Riyad, les trésors bien gardés du National Museum
Vendredi 24 octobre. Avant de commencer cette longue journée de visite, nous allons d’abord nous restaurer au Civilization Café, le meilleur endroit dans tout Riyadh pour apprécier la cuisine locale. Ce n’est pas moi qui le dis, mais notre chauffeur Mohammed, à qui nous avons demandé de nous emmener dans le meilleur endroit de la ville pour déguster la gastronomie locale.
Alors autant vous le dire tout de suite, c’est vraiment délicieux. Le principe est simple, vous vous présentez à la caisse, vous passez commande (il y aura toujours quelqu’un pour parler anglais et vous expliquer ce qu’il faut prendre) et vous vous assez confortablement à l’une des tables mises à votre disposition en attendant que votre assiette arrive.
Pour notre part, nous avons pris un vaste plat permettant de déguster en petite quantité un maximum de plats, le tout accompagné d’un dessert, d’un thé et d’un café fait maison. Prix du repas : une vingtaine d’euros. Il serait vraiment dommage de passer à côté.
Après ce merveilleux moment de gastronomie locale, direction le national muséum, un incontournable de toute visite en Arabie Saoudite, car le meilleur moyen de comprendre comment ce pays si vaste a pu se construire au fil du temps.
Le Musée national de Ryad, inauguré en 1999 à l’occasion du centenaire de la fondation du royaume, occupe 28 000 mètres carrés au sein du complexe du Centre historique du roi Abdulaziz.
Conçu par l’architecte canadien Raymond Moriyama, son bâtiment épouse des formes évoquant les dunes du désert et la courbe d’une palmeraie.
Le parcours muséal se déploie sur huit galeries chrono-thématiques.
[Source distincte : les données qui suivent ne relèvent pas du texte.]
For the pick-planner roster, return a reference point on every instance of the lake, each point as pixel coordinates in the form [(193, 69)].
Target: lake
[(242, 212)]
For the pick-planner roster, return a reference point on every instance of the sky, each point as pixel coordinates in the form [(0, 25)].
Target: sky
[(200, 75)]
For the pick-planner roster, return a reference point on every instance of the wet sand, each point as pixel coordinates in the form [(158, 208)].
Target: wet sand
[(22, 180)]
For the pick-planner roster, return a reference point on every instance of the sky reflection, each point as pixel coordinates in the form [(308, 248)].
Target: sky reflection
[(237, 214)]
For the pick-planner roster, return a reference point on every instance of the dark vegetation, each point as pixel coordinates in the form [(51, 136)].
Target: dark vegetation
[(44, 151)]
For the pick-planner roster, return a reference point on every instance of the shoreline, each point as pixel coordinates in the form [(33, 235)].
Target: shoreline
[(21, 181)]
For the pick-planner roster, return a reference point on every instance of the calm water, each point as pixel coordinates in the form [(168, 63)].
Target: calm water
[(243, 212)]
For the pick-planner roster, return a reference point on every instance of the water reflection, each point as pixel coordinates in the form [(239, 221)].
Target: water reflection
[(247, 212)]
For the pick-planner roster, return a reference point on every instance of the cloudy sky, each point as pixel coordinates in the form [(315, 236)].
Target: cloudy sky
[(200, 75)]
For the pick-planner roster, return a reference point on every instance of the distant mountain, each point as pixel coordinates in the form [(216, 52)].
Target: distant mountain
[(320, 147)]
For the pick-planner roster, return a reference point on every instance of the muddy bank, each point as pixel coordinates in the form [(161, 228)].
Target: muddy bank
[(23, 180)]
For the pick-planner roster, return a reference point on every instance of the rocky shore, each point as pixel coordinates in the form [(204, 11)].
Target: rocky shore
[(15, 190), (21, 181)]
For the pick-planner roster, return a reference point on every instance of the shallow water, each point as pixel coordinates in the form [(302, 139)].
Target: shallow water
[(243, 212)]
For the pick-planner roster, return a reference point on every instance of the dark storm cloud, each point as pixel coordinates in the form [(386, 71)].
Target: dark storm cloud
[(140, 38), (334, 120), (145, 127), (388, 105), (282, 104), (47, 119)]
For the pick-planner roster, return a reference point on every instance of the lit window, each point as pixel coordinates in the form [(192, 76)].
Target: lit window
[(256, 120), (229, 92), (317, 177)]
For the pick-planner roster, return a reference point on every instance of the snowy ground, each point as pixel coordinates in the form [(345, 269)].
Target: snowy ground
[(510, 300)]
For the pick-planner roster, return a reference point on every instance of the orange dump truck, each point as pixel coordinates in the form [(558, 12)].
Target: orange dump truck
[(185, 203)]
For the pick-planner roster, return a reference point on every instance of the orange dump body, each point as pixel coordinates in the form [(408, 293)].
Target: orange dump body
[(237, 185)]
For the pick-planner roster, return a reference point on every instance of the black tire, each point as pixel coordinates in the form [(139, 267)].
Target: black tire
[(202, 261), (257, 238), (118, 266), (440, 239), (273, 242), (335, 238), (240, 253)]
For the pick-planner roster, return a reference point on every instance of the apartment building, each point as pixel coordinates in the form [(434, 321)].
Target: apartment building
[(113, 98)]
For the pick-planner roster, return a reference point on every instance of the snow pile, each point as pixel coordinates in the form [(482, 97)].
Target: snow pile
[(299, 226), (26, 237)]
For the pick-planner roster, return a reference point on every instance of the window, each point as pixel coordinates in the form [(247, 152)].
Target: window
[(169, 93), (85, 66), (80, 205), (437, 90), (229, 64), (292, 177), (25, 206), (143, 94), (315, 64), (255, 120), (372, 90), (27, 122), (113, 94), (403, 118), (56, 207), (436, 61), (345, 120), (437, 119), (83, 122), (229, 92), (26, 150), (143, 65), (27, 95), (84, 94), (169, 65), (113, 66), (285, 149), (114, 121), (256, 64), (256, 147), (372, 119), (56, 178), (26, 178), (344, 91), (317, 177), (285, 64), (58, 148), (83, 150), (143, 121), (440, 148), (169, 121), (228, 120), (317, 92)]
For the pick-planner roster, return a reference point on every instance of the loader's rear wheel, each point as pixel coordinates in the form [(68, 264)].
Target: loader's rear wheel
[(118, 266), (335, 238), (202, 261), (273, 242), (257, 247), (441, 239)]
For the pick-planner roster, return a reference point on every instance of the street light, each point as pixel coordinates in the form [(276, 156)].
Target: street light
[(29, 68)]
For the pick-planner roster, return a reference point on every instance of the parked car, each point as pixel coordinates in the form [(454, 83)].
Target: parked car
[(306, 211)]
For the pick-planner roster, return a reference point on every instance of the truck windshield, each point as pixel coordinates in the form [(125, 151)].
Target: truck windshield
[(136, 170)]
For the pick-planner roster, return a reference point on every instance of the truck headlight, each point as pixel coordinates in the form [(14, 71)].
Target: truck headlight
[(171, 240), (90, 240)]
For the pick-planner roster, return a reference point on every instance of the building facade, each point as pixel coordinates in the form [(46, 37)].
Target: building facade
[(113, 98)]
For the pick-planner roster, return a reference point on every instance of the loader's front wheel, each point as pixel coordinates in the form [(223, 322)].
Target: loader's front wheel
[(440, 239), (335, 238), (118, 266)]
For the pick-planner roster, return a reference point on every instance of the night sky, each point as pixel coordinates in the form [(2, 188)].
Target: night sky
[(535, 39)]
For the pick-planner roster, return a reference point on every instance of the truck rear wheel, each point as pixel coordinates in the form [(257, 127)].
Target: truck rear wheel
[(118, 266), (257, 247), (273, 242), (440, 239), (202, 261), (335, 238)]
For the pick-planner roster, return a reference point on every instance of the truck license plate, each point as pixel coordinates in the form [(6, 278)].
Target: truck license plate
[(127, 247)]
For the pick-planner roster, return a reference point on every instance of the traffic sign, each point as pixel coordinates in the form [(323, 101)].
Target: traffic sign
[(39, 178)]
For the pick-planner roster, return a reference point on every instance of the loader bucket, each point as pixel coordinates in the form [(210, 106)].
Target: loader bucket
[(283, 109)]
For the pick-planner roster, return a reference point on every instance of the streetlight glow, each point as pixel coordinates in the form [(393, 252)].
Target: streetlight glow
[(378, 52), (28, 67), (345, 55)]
La première salle présente l’univers géologique de la péninsule arabique, avec des météorites du désert de Rub al-Khali et une reconstitution de la faune préhistorique.
Les salles suivantes couvrent les civilisations pré-islamiques, incluant des statues dadanites et des inscriptions thamoudéennes.
Le cœur de l’exposition consacre trois salles à la naissance de l’islam et aux dynasties omeyyade et abbassienne, présentant des manuscrits rares et une maquette de la mosquée al-Haram. La période moderne est traitée à travers des reconstitutions de palais et des documents audiovisuels sur l’unification du royaume.
Parmi les pièces maîtresses figurent une reconstitution de la façade d’al-Khirbat avec ses inscriptions nabatéennes, le Coran du roi Fahd écrit sur peau de gazelle, et la voiture Rolls-Royce du roi Abdulaziz. Des installations interactives permettent de visualiser les routes commerciales antiques ou l’expansion des premiers États saoudiens.
Le Musée national de Riyad conserve une stèle tombale nabatéenne du Ier siècle provenant d’Hegra, ornée d’un portrait sculpté et d’une inscription détaillant les lois funéraires. La collection inclut également un manuscrit enluminé du Livre des Animaux d’Al-Jahiz, datant du XIIIe siècle et illustrant des espèces de la péninsule arabique.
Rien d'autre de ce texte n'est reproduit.